The head room really is exceptional in the Transit Connect.
OH! Big FYI:
** ExtendMySeat now makes the seat bracket extensions for the Transit Connect!****
Glad you found it helpful, and thanks for letting me know the Transit Connect seat brackets are available now, can’t believe they didn’t tell me directly!
Thanks again for all the super helpful information you have compiled here on cars!
I just purchased the 2019 Transit Connect Passenger Wagon! 😀 I had to ship it 3,000 miles cross country, but I did get it in red …..and in the nicest Titanium trim level!
Love it more every day, and it is growing on me. I had wanted something sexier, but my back and health trumps everything else.
I focus on what one reviewer on YouTube said, “This is like driving an IMAX.” It is so spacious.
If space and capacity is luxury….. then this is quite luxurious! It is amazing: from the outside it isn’t giant – but it is inside!
SO MUCH ROOM FOR ACTIVITIES!!
It really is the best of both worlds: I can park it in my tiny San Francisco garage, yet it is HUGE inside!!!

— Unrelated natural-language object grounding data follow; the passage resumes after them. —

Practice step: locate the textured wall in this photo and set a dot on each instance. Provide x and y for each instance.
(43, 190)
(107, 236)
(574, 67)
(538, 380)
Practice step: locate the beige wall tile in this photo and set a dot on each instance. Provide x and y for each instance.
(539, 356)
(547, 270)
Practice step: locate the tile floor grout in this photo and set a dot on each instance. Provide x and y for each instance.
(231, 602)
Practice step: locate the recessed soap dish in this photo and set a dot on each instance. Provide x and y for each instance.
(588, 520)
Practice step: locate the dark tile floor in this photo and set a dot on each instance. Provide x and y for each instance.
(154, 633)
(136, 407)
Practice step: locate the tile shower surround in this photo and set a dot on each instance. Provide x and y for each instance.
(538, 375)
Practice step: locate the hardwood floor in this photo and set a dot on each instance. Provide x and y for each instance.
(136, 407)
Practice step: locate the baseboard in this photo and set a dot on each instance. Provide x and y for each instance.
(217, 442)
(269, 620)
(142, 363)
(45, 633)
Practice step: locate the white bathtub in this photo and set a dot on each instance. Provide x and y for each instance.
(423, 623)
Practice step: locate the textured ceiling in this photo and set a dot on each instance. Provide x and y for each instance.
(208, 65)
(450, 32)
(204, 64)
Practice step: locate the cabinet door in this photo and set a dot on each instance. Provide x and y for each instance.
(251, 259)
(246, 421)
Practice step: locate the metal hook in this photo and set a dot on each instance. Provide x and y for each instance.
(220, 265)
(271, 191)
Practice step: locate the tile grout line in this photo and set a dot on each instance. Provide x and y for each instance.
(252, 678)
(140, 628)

(The automatic folding side mirrors are real nice here)
This will actually double as an occasional work van since it has so much cargo room!
Did you ever get the Vario XL tall seat? or the ExtendMySeat bracket?

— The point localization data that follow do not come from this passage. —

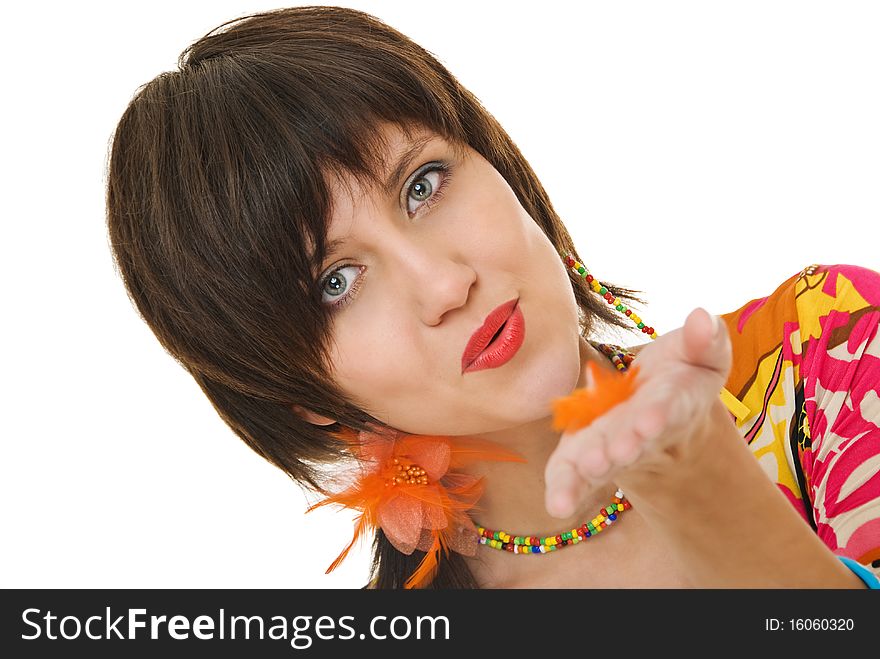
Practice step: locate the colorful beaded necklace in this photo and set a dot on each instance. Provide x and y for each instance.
(531, 544)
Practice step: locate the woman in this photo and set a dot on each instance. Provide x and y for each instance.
(326, 229)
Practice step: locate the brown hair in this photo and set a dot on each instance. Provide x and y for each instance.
(218, 203)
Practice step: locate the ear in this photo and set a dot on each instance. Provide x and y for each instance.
(312, 417)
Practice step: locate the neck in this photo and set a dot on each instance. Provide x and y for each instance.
(513, 495)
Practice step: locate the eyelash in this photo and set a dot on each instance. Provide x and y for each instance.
(346, 299)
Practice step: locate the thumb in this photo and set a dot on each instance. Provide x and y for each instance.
(707, 342)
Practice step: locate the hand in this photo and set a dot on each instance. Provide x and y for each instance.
(680, 376)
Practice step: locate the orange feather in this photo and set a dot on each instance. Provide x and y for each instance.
(583, 406)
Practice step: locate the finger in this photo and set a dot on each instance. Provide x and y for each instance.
(706, 342)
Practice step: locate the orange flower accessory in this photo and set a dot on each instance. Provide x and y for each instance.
(583, 406)
(407, 486)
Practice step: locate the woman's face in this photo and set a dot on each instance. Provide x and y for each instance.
(423, 265)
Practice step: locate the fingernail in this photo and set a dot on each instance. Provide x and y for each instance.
(716, 325)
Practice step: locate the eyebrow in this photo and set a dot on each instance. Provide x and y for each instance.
(389, 186)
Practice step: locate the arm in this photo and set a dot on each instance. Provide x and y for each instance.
(726, 521)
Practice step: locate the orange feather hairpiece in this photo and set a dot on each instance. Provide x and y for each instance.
(580, 408)
(406, 485)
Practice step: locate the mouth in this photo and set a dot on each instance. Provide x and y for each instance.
(497, 340)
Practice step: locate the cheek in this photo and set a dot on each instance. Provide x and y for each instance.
(373, 364)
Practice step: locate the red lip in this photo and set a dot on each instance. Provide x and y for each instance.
(477, 357)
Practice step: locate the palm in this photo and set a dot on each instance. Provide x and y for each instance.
(679, 379)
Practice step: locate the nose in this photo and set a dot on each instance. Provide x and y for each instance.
(438, 281)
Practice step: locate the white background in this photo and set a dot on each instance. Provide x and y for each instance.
(701, 152)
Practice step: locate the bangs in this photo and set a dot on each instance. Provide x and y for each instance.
(289, 121)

I have ordered the brackets. FYI: ExtendMySeat does make them now specifically for this car!
You’re absolutely Correct. I’m 6’3” tall with a tall torso. My issue is that I’ve always wanted a sports car but could never fit into one. The low roof line and small door openings made it very difficult to enter and exit the cars. Since finding our 2nd Transit Connect, I have more head and leg room. With two exceptions. I pulled the dead pedal/footrest out of the van for more leg room and altered the head rest paddings so that it doesn’t for my head and neck forward.. Making both of these adjustments has been immensely helpful. But we’re not done. We’re adding skateboard wheels under the seat frame rails to tilt the seats forward at the back as the manual seats have nearly zero adjustment.
You can find my topics on FordTransitUSAForum.Com
Awesome adjustments! I recently adjusted my seat by removing the steel rod that supposedly gives the cushion shape, which was a terrible pressure point.
The Connect seats give a new meaning to the term “Bucket Seats” it makes one feel scrunched up. By using the skateboard wheels, full and half sizes, we should be able to adjust the rear of the seat frame rails to tilt the seat up and forward. The issue with the passenger seat, the back rest has very limited adjustment and with the seat down and back, I’d never be able to sit in it. We’ll forward others with these seats issue to your site while those ask for future references.